- Born: Win Than (ဝင်းသန်း) 24 November 1956 (age 69) Mandalay, Burma
- Education: National Taiwan Ocean University (BS) National Chengchi University (MBA)
- Occupations: Businessman, electronics engineer
- Employer(s): HTC Digital Equipment Corporation
- Awards: National Taiwan Ocean University honorary engineering Ph.D. (2011) National Taiwan Ocean University Distinguished Alumni (2009)

= Peter Chou =

Taiwanese businessman and electronics engineer

Peter Chou (周永明) or Win Than (ဝင်းသန်း) (born 24 November 1956) is a Taiwanese businessman and electronics engineer. He is co-founder of HTC and a former CEO of the company. Chou founded HTC with Cher Wang and H.T.Cho (卓火土) before being named CEO of HTC in 2004, succeeding H.T.Cho. Chou would later serve as head of HTC Future Development Lab starting early 2015, with Cher Wang succeeding as CEO.
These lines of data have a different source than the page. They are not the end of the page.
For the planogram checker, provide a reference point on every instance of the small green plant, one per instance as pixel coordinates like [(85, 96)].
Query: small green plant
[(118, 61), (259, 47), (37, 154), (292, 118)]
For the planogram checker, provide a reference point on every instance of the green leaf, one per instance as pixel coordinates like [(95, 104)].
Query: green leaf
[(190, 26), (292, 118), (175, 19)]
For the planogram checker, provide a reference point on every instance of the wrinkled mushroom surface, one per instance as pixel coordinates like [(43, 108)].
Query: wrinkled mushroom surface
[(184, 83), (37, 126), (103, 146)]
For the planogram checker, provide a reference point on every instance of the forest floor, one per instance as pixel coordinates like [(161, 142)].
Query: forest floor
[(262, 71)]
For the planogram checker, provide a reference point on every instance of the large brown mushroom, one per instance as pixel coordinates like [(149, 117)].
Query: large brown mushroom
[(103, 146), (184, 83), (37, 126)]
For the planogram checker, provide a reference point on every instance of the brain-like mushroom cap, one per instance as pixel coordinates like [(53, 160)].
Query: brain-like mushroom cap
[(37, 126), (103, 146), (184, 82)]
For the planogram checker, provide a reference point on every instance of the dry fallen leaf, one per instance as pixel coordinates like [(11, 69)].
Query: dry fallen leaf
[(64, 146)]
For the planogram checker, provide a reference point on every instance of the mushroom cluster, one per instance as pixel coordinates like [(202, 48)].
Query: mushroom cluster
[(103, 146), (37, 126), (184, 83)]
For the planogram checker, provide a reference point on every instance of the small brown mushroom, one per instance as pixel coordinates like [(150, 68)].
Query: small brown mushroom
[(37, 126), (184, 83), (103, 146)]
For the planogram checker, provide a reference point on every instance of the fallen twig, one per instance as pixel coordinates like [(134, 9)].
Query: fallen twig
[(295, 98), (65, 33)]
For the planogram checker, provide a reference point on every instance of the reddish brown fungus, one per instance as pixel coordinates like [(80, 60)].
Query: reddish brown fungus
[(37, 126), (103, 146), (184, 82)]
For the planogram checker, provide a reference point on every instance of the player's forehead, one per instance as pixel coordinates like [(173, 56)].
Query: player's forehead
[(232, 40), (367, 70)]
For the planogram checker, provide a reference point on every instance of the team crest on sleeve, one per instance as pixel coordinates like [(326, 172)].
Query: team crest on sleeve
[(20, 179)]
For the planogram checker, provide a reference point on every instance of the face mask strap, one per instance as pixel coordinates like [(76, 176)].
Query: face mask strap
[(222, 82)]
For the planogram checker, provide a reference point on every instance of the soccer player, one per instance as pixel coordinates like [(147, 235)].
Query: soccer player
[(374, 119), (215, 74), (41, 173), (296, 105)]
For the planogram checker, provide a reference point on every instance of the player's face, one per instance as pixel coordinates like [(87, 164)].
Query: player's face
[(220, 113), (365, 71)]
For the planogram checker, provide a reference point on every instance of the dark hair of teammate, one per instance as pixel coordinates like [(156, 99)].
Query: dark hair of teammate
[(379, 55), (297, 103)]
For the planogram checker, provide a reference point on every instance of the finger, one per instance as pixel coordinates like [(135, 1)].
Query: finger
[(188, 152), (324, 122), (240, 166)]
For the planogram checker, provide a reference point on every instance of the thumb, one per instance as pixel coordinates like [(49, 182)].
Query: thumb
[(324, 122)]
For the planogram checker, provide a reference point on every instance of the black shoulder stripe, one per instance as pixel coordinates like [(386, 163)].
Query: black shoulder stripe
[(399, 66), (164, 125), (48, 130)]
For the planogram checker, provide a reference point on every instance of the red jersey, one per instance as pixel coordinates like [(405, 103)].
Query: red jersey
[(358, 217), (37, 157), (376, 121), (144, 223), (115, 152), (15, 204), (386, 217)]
==Early life and education==
Chou was born in Mandalay, Burma (now Myanmar), in 1956 to an ethnic Chinese family. His father worked in Burma's jade industry.

After attending Mandalay Regional College, Chou went to Taiwan and continued to study part-time in the car audio company assembling electronic parts. He graduated from National Taiwan Ocean University in 1985 with a Bachelor of Science (B.S.) in electrical engineering. In 1987, Chou became a senior engineer at Digital Equipment Corporation; in 1997, HP merged with DEC.

In 1997, he founded HTC with Cher Wang and H.T.Cho (卓火土). Chou had received an Executive MBA from National Chengchi University in 2003 after co-founding HTC. He attended Harvard Business School's six-week Advanced Management Program.

In 2013, HTC launched one of the first smartphones to offer commercial off-the-shelf compatibility with Burmese language text.

== Career ==
Before HTC

Prior to joining HTC, Chou spent 10 years with Digital Equipment Corporation (DEC), eventually serving as director before DEC's later merger with HP Corporation.

HTC Corporation

Chou was asked to join the founding of HTC Corporation by former superior H.T. Cho in 1997, and was named CEO in 2004. During his term as CEO he created the first 4G-capable smartphone and one of the first smartphones to offer commercial off-the-shelf compatibility with Burmese language text.

Cher Wang succeeding the mantle as CEO of HTC Corporation in early 2015.

Chou has received various awards, including Laptop Magazine's fifth most influential mobile executive , the Wireless Week Leadership Award for extraordinary achievements in mobile communications, and T3 Magazine's thirteenth most influential technology executive.

== Personal life ==
In his spare time, Chou enjoys reading, appreciating all forms of art and listening to classical music.